裁判所、関税返還の延期要請を却下

裁判所が関税返還の延期を認めず、企業が数十億ドル規模の訴訟を提起。

裁判所、関税返還の延期要請を却下

米国の関税をめぐる争いが激しさを増している。2月20日に報じたとおり、米連邦最高裁判所はドナルド・トランプ氏が導入した世界的な関税を違法と判断し、無効とした。この判決により、企業は支払済み関税の返還を求める道が開かれ、数十億ドル規模の法的争いが本格化している。

2025年末までに、問題となっていた関税は連邦政府に1300億ドルを超える歳入をもたらしていた。判決を受け、企業は連邦裁判所に相次いで提訴し、支払った資金の返還を求めている。

トランプ政権は審理を最大4か月間延期するよう求めたが、連邦控訴裁判所はこの申立てを却下した。これにより、訴訟手続きは追加の遅延なく進められることになる。

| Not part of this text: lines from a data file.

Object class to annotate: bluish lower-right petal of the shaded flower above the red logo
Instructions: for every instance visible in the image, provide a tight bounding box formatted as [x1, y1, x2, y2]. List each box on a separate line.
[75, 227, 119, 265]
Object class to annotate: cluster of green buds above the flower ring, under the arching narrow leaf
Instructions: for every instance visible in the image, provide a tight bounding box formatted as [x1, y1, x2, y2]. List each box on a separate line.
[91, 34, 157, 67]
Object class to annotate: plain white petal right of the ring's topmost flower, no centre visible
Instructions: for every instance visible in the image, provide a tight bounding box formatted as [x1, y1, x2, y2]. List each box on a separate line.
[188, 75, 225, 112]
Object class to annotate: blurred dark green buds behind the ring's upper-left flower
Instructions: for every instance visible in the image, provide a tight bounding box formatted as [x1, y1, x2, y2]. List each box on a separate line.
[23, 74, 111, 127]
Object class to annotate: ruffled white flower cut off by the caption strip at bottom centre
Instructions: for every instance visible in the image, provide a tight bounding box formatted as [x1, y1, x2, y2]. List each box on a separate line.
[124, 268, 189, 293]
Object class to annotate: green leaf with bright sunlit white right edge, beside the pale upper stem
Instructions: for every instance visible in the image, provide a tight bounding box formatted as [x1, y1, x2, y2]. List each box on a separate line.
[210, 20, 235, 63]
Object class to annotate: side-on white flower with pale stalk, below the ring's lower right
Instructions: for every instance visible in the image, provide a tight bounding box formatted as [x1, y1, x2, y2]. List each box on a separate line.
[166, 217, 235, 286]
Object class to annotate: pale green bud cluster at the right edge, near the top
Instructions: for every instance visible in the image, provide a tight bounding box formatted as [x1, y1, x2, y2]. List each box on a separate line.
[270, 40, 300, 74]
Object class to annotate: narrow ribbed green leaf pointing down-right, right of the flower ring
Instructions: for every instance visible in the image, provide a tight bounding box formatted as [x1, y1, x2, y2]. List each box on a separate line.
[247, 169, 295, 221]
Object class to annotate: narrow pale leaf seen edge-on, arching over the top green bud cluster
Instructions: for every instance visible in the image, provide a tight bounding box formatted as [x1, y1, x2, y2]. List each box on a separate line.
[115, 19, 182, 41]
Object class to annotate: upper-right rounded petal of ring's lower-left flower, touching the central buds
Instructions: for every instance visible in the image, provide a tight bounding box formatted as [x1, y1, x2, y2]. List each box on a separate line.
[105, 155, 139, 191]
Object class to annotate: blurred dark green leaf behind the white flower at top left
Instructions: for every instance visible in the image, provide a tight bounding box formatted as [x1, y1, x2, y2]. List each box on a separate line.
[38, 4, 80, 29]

中小企業を代表する弁護士らは、数か月に及ぶ延期は「明らかに不合理だ」と指摘した。また、最高裁がそのような救済措置を適切と認めなかった以上、下級審がこれを認めるべきではないと主張している。

今回の判断は、特定の産業に課された関税には適用されない。しかし、国別に課されていた世界的な関税の撤廃は、返還請求の波を引き起こした。中小企業を支援するリバティ・ジャスティス・センターによれば、すでに900件を超える返還請求訴訟が連邦裁判所に提起されている。

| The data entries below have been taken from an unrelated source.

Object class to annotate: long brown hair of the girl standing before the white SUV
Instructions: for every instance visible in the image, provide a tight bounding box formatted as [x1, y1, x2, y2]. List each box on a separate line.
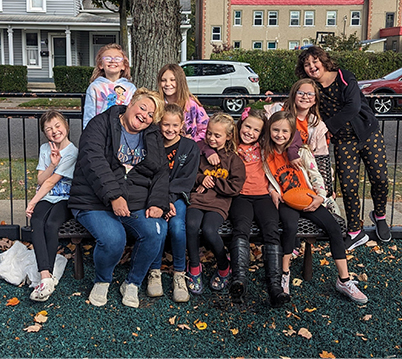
[157, 64, 201, 111]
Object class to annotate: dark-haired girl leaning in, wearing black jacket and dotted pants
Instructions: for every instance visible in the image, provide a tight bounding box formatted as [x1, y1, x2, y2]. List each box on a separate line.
[296, 46, 391, 250]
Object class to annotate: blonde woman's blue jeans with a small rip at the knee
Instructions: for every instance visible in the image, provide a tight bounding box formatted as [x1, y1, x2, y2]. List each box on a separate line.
[77, 210, 167, 286]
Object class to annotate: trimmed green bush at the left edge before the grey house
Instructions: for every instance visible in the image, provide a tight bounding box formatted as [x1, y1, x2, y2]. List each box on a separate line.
[0, 65, 28, 92]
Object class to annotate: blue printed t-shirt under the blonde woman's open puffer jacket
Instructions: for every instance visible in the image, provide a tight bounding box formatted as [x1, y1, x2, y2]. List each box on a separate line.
[117, 126, 147, 173]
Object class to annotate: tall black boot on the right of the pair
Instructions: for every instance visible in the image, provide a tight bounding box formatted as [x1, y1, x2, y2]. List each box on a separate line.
[263, 244, 290, 308]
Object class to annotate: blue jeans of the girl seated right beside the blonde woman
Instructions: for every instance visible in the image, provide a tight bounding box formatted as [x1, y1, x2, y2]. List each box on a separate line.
[151, 199, 187, 272]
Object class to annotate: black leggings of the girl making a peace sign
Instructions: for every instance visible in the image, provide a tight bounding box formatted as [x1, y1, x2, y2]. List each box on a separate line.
[31, 200, 71, 273]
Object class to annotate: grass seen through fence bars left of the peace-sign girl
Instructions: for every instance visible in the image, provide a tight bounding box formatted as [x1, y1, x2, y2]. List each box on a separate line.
[0, 159, 38, 200]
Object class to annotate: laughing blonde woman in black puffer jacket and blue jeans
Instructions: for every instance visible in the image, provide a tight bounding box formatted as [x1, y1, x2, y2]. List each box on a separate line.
[69, 88, 169, 308]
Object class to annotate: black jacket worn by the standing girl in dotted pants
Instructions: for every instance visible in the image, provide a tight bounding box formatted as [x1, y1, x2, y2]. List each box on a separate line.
[321, 69, 378, 142]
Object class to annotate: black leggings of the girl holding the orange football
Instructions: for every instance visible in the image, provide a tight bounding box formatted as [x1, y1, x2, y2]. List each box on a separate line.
[279, 203, 346, 259]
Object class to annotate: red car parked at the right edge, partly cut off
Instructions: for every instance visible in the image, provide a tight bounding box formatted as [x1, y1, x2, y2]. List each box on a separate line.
[358, 68, 402, 113]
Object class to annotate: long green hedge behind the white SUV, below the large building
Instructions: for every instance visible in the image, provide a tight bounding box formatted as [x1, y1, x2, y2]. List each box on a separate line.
[211, 49, 402, 93]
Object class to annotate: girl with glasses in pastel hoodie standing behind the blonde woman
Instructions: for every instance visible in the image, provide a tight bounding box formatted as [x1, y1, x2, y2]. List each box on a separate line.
[83, 44, 136, 128]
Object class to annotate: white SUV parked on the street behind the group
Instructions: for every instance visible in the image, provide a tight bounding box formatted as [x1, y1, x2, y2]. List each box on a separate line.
[180, 60, 260, 113]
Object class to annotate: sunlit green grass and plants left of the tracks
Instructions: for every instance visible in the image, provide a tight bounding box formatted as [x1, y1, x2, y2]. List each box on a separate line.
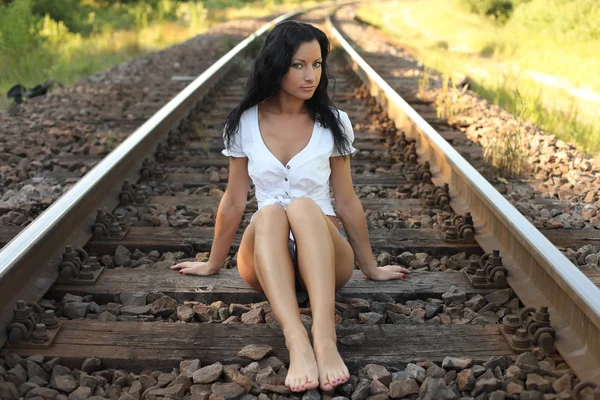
[0, 0, 324, 109]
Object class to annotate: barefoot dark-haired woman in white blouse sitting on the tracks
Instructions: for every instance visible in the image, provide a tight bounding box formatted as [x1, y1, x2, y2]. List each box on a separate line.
[171, 21, 409, 392]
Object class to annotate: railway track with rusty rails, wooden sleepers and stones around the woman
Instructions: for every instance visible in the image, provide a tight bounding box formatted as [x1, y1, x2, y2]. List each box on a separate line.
[0, 3, 600, 400]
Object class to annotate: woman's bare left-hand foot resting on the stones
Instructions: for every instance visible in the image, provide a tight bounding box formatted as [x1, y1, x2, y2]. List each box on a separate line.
[285, 328, 319, 392]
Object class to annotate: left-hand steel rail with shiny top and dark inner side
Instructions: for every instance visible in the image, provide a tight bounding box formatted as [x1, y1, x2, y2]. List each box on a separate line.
[0, 7, 304, 348]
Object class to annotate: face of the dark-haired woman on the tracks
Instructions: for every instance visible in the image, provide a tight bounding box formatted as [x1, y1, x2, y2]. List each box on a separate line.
[281, 39, 323, 100]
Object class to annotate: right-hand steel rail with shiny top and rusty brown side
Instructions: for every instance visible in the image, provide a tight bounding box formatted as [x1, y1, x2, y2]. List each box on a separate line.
[327, 9, 600, 382]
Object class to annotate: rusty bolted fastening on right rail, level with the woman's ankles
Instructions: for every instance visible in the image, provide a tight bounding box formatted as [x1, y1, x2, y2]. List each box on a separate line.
[500, 306, 556, 355]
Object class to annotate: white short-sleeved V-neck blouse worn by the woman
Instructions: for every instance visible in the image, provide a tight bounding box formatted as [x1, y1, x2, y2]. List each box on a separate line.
[222, 106, 356, 239]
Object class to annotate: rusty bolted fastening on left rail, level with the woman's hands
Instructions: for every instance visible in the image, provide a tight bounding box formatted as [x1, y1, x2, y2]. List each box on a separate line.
[57, 246, 104, 285]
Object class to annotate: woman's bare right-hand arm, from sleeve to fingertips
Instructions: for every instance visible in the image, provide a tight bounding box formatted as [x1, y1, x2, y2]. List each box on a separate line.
[329, 156, 410, 280]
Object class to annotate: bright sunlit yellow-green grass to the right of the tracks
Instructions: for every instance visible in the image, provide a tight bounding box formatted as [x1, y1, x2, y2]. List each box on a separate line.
[358, 0, 600, 153]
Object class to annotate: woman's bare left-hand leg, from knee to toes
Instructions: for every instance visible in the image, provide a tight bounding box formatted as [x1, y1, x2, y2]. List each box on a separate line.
[253, 206, 319, 391]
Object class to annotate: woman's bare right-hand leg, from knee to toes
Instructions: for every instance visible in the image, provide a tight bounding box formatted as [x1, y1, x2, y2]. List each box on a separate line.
[287, 198, 353, 391]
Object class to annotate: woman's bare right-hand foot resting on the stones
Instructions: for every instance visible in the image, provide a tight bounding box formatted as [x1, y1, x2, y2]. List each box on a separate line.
[313, 334, 350, 392]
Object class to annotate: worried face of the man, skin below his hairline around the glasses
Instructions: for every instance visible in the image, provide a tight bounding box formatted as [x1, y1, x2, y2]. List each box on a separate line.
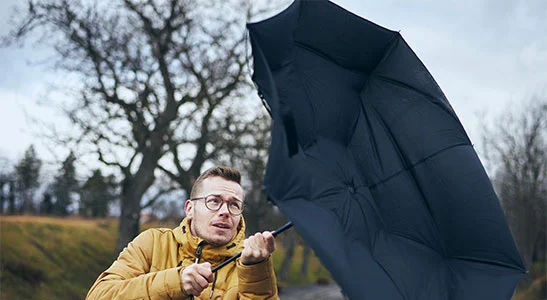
[184, 176, 243, 246]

この判決は、米国経済に広範な影響を及ぼす可能性がある。大規模な返還は公的財政に新たな負担をもたらし、予算編成への圧力を高める。一方で、多くの企業にとっては資金回収が資金繰りの改善やさらなる投資の後押しとなり得る。短期的にはコストや将来の規制をめぐる不確実性が高まるものの、長期的には米国の通商政策や対外関係の方向性に影響を与える可能性がある。